How do I configure SSL certificates for LangSmith Playground with custom model providers?

Last updated: April 16, 2026

Context

When using LangSmith's self-hosted deployment with custom model providers that use internal SSL certificates, the Playground service may encounter SSL verification errors. This typically manifests as certificate verification failures when the Playground tries to connect to your custom model provider endpoints. The error occurs because the Playground container doesn't trust the internal Certificate Authority (CA) that signed your SSL certificates.

Answer

To resolve SSL certificate issues with LangSmith Playground, you need to mount your CA certificate bundle to the playground service and configure the appropriate environment variables.

Step 1: Prepare your CA certificate bundle

Ensure you have a proper PEM file containing your Certificate Authority certificates. This should be a trust store file in PEM format containing one or more public certificates of trusted CAs.

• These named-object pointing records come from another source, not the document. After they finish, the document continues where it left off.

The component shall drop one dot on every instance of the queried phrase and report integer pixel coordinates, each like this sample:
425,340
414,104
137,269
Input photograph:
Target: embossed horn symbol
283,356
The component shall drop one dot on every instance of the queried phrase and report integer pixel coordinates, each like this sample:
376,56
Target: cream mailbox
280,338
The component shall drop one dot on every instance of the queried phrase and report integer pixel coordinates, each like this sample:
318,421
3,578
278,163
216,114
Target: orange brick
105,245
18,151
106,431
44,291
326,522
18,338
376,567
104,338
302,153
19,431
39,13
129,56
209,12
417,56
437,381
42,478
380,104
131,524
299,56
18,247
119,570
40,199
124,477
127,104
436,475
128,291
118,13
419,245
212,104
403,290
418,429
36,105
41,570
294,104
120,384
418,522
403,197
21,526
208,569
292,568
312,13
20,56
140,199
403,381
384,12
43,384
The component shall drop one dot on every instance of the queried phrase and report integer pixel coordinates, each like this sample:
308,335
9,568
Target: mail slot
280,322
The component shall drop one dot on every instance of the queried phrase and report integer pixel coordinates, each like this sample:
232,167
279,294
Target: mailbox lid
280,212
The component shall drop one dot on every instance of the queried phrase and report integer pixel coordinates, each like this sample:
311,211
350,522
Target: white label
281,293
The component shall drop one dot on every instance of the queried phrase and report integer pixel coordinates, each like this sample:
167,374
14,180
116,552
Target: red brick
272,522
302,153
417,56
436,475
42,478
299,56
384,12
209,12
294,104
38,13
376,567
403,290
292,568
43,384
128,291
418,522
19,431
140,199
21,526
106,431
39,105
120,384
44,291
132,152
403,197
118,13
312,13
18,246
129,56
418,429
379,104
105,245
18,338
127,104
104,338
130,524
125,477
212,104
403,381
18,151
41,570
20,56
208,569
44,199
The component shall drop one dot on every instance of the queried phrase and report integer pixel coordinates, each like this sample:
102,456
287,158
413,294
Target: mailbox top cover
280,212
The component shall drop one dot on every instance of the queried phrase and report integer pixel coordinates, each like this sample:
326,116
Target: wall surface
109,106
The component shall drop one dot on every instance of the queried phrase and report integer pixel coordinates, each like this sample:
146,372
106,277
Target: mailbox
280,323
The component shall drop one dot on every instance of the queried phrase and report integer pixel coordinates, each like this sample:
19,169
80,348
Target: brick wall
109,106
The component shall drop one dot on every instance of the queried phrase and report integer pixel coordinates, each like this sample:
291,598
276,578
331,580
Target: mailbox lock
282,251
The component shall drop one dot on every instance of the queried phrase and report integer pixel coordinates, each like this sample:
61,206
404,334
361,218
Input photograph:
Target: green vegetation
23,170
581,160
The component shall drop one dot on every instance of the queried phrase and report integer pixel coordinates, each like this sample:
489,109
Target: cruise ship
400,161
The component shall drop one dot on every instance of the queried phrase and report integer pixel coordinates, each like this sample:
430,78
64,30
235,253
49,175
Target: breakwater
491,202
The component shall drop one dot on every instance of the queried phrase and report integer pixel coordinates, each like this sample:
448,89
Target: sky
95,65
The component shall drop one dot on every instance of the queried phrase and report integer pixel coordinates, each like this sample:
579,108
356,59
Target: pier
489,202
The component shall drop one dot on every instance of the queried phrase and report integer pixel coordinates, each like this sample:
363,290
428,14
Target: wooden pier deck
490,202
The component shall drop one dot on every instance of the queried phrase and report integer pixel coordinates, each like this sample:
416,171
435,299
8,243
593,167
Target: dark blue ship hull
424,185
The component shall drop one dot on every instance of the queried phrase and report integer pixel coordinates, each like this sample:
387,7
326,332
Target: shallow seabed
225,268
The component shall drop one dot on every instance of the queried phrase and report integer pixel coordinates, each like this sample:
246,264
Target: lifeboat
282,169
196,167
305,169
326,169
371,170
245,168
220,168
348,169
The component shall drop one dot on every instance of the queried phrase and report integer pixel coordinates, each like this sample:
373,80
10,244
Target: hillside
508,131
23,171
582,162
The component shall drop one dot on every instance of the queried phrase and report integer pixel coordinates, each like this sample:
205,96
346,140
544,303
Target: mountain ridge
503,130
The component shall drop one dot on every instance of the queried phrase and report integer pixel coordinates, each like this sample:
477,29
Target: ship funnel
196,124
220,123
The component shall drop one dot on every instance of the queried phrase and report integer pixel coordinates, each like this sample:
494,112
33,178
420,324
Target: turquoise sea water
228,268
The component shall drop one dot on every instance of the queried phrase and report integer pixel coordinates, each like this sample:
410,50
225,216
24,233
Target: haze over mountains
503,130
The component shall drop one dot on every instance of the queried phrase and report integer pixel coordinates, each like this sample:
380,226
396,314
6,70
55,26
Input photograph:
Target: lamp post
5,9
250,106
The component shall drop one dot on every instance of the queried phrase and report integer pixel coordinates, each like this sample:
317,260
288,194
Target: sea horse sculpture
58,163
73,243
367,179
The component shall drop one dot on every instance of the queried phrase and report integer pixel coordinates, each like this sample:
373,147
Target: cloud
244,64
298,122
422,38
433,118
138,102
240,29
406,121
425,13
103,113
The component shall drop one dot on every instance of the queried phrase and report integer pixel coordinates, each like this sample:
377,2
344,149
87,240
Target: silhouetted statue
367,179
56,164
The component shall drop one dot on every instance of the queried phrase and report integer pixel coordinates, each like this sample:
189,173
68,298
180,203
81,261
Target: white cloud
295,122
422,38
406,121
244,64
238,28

Step 2: Create a Kubernetes secret

Create a secret containing your CA certificate bundle:

kubectl create secret generic langsmith-tls --from-file=ca-bundle.pem=your-ca-bundle.pem -n langsmith

Step 3: Configure your Helm values

Add the following configuration to your values.yaml file:

playground:
  deployment:
    volumes:
      - name: ca-bundle
        secret:
          secretName: langsmith-tls
    volumeMounts:
      - name: ca-bundle
        mountPath: /etc/ssl/certs/ca-bundle.pem
        readOnly: true
    extraEnv:
      - name: LANGSMITH_PLAYGROUND_TLS_MODEL_PROVIDERS
        value: "openai,custom"
      - name: LANGSMITH_PLAYGROUND_TLS_CA
        value: "/etc/ssl/certs/ca-bundle.pem"

Step 4: Apply the configuration

Update your LangSmith deployment:

helm upgrade langsmith langchain/langsmith -n langsmith --values values.yaml

Step 5: Verify the configuration

Test the SSL connection from within the playground container:

kubectl exec langsmith-playground-pod -it -- /bin/bash
openssl s_client -connect your-model-provider.com:443 -CAfile /etc/ssl/certs/ca-bundle.pem

The connection should succeed without certificate verification errors.

Additional Notes:

  • Make sure your model configuration uses the correct internal base URL and model names

  • The CA certificate file must be in PEM format and contain the complete certificate chain

  • Restart the playground pods after applying the configuration changes

For more detailed information about custom TLS certificates, refer to the LangSmith documentation.